After attending the Choate School in Wallingford, Connecticut, Paul Mellon studied at Yale (1925–29), receiving his degree in 1929 and developing a keen interest in English literature. Taking his mother’s advice, he then traveled to England to pursue a second degree at the University of Cambridge, where he was a student at Clare College, graduating in 1931. At Cambridge, he developed a passion for horses, most especially fox hunting, which led to his first acquisitions in the field of rare British sporting books. In later years he become a leading breeder of racehorses and was a champion trail rider until well into his seventies. His finest horse, Mill Reef—considered one of the greatest horses of the twentieth century—won the Epsom Derby, Eclipse Stakes, King George VI and Queen Elizabeth Stakes, and the Prix de l’Arc de Triomphe, all in the year 1971.
After graduating from Cambridge, Paul Mellon stayed in England while his father served briefly as the US Ambassador to the Court of St. James (1932–33). On returning to Pittsburgh, he worked for a short time as a clerk at the Mellon Bank before deciding not to pursue a career in business or banking.
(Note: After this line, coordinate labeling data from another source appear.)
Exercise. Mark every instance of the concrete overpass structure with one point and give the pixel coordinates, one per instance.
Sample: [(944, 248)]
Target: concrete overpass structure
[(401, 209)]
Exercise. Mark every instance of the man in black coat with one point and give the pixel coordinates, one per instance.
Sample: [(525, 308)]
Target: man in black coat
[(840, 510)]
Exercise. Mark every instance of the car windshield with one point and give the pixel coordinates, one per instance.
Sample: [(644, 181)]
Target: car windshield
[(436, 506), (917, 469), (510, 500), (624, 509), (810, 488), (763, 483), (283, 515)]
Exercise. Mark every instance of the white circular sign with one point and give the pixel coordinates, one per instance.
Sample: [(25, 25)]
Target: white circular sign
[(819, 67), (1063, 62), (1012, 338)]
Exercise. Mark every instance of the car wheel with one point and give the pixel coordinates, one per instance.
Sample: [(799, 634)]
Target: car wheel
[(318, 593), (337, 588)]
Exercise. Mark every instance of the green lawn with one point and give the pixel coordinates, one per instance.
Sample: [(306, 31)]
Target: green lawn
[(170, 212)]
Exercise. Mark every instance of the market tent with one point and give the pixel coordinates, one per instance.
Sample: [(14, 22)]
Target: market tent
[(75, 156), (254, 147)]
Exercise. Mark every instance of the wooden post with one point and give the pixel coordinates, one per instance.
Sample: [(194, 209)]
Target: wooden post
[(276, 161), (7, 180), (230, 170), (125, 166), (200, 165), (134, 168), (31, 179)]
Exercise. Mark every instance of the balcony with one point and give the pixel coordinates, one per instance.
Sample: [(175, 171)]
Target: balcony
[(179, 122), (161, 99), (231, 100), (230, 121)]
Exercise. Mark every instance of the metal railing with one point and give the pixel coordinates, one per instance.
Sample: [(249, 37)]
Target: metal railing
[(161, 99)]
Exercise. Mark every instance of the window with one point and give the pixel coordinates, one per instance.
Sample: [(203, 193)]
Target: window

Instead, he moved to Upperville, Virginia, with his first wife, Mary Conover Brown, whom he had married in 1935 and with whom he had two children, Timothy and Catherine. In 1941 the Mellon family moved into the Brick House, a neocolonial property designed by William Adams Delano; that same year Paul Mellon enlisted in the army, electing to join the cavalry. After two years in Fort Riley, Kansas, he served in the Office of Strategic Services in England and rose to the rank of major.
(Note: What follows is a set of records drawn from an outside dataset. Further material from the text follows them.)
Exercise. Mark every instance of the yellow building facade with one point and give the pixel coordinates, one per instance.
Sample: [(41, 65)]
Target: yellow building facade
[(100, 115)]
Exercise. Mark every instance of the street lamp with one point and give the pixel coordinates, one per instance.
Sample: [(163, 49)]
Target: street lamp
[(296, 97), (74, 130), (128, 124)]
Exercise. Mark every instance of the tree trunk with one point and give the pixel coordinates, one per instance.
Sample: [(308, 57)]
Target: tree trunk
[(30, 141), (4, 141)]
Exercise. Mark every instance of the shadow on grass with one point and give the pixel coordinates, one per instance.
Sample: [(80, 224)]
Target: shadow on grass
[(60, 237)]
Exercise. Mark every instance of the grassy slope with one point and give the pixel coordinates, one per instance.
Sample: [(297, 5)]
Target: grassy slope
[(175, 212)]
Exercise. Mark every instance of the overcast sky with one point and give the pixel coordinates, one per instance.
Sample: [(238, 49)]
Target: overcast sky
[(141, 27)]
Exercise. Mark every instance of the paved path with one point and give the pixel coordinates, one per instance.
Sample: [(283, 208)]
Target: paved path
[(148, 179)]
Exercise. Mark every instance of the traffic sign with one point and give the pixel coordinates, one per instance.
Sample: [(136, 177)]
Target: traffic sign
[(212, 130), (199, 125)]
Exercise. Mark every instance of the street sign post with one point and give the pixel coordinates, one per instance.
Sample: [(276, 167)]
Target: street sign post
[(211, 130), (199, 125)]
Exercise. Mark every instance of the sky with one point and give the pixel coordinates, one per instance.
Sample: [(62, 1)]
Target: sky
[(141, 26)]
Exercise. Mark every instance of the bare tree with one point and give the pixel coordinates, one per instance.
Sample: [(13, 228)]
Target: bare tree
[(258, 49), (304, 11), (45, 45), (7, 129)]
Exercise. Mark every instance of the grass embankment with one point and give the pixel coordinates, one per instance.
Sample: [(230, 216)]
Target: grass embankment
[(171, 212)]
Tragically, Mary Mellon died from an asthma attack in 1946. Two years later, Paul Mellon married Rachel (Bunny) Lambert Lloyd, an eminent horticulturalist and gardener, whose fondness for French impressionist and postimpressionist painting, as well as American art, he came to share. Together they built a new house, Oak Spring, on the Virginia estate, with the Brick House becoming over time a home for the couple’s growing collection of art.